As luck would have it, we had booked a week's holiday to go and visit As Petas before our house in the UK sold. This turned out to be very useful, not least because it gave us a chance to discover the truth about our water supply.
We always knew that the water supply to our house was a little eccentric. The water comes in through pipes that are partially embedded in the wall outside the kitchen, and there are two structures nearby that we knew had something to do with it all: a small square breezeblock unit in the orchard and a concrete tower about 15 feet tall next to the horreo. We had seen our neighbours fiddling with the square thing and knew it contained a pump of some sort but were less sure as to its exact function. As to the tower, there was blue plastic piping leading up to the top and a tap on the side which seemed to be the master control of the whole system. Several other taps were to be found on the pipework on the side of the house which seemed to control which parts of the house got water.
Luckily for us, there is a connection of our neighbours by the name of Joaquín who seems to understand the system and was willing to step in when the blue plastic pipe came unstuck, which it did fairly regularly and with spectacular results.
We arrived at As Petas in the early stages of a major storm to discover that we had no running water. Also, the magician Joaquín was not available. Panic!
It's at times like these that you discover who your friends are. There is a small expatriate community around Friol centred on John and Sieni, the Dutch couple through whom we bought our house. John was able to put us in touch with a marvellous man called Ron who numbers plumbing amongst his many talents.

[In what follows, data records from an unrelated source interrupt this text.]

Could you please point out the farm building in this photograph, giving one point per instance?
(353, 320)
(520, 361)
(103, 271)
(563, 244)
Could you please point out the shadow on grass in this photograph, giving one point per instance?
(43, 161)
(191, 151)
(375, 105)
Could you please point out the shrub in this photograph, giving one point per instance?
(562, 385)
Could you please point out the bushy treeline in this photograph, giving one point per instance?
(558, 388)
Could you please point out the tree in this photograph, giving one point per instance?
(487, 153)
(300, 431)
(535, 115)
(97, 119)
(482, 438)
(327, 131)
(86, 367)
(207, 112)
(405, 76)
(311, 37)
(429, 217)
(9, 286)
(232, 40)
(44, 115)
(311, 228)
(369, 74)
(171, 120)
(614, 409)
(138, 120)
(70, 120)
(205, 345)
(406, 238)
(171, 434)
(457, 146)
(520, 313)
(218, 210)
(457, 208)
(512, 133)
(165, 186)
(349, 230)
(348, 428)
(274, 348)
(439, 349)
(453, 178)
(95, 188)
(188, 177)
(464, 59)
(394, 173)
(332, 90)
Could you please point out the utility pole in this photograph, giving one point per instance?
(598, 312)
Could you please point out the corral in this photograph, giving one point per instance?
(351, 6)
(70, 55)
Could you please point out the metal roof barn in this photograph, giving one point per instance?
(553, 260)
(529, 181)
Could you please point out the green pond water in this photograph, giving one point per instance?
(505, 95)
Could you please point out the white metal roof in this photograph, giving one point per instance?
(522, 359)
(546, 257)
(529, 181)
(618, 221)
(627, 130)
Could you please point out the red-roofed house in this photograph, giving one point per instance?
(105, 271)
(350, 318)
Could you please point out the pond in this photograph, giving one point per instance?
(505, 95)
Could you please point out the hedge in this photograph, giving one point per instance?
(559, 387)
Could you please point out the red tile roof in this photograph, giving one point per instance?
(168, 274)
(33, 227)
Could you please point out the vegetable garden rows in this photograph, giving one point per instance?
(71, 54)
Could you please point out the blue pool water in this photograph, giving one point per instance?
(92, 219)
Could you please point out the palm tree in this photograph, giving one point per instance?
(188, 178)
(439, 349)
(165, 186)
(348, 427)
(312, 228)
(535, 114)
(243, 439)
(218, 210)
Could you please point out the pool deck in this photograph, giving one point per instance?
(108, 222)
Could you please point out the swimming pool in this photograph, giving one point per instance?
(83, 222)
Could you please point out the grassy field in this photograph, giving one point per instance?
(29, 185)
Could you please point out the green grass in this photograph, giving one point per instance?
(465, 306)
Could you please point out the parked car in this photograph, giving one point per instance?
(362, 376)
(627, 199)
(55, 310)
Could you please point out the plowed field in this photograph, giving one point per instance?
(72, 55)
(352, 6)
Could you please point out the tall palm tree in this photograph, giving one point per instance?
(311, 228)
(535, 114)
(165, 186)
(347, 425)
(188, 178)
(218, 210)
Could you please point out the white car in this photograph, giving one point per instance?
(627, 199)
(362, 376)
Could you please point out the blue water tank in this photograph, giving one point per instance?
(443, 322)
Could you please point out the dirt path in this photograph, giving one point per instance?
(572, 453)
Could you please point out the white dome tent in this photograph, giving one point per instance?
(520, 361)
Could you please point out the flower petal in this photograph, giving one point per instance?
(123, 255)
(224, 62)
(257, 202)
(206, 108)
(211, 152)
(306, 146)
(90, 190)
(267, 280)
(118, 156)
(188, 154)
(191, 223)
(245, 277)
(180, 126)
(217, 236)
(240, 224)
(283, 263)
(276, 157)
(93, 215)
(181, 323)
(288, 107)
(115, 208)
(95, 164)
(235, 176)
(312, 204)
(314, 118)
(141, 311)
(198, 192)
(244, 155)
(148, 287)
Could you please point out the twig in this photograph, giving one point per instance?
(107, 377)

Ron came to our rescue.
The big question was: how did it all work? This turned out to be a somewhat involved problem, and at times it felt more like an archaeological dig than anything else. Ron consulted the neighbours, but their grasp of it was only partial. They did however provide the first important clue: we had two sources of water, not one. Further up the hill is a prado (spring) shared by both houses. Water from this comes down the lane and there is a stopcock beside our barn which can be used to turn off the supply - that part we knew, as Joaquín had pointed out its location; what he neglected to mention was it was buried about a foot deep, so we had to excavate that first.
The other source of water is a pozo (well) which is entirely ours. The pump for this is in the mysterious square structure in the orchard.
So how did all this connect up? And what was the function of the mysterious concrete tower?
It would be pleasant to be able to give a complete account of all this, à la Hercule Poirot, with all the loose ends neatly tied up. Alas, in the end, after much digging and head-scratching, Ron cut the Gordian knot by laying a new pipe from the pozo to our house and replacing the dodgy old pipework. Now we have one source of water and one tap to turn it all on or off, and the concrete tower now serves only as a handy perch for our local robin to assert his proprietorship.
He seems happy with that state of affairs, and so are we.